The rules defining a visit to a country appear to confirm this. According to the site, “it was decided that even the shortest visit would suffice — even if only a port-of-call, or a plane fuel stop. This greatly widens the field and will give the traveler a better chance to qualify for one of the most unusual clubs in the world”. Right! Had you flown with the cheapest possible ticket from Amsterdam to Harare in the 1980s, some Bulgarian carrier would have made 11 stops on the way, giving you a head start towards membership. In my case Brazil would have counted, from a brief visit to the Iguazu Falls some years ago, and I could even add Mozambique, from the time I stepped across the road that forms the border between Malawi and then civil-war-torn Mozambique in 1987.
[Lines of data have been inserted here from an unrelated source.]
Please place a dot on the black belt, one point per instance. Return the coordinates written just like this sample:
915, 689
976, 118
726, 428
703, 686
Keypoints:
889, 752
Why would you want to become a member of this club? Well, they have a website with a traveler’s forum, and several chapters – local clubs – throughout the US (mostly) and the rest of the world (which is Canada, Germany, a new one in The Netherlands, and, surprisingly, all of the UK, this time not split up in individual countries). And all this is yours for the humble registration fee of 100 US$, plus an annual subscription of between 75-95 US$.

I haven’t reached the 100 countries yet, not even by the TCC definition (which, the site assures me, is no problem, I could become a Provisional member, as long as I pay up). If and when I do, I am not sure I will register. A little too opportunistic for my taste. Which doesn’t diminish my admiration for somebody who has already visited more than 300 out of 324 territories.

Or are there more than 324? There is also a list of some 50 retired countries, and there is the so-called Grandfather Clause, that determines that an area which was recognized as a country or territory in the past and is deleted from the active list will still count for the purposes of having reached the minimum number of destinations required for membership. Did I say opportunistic?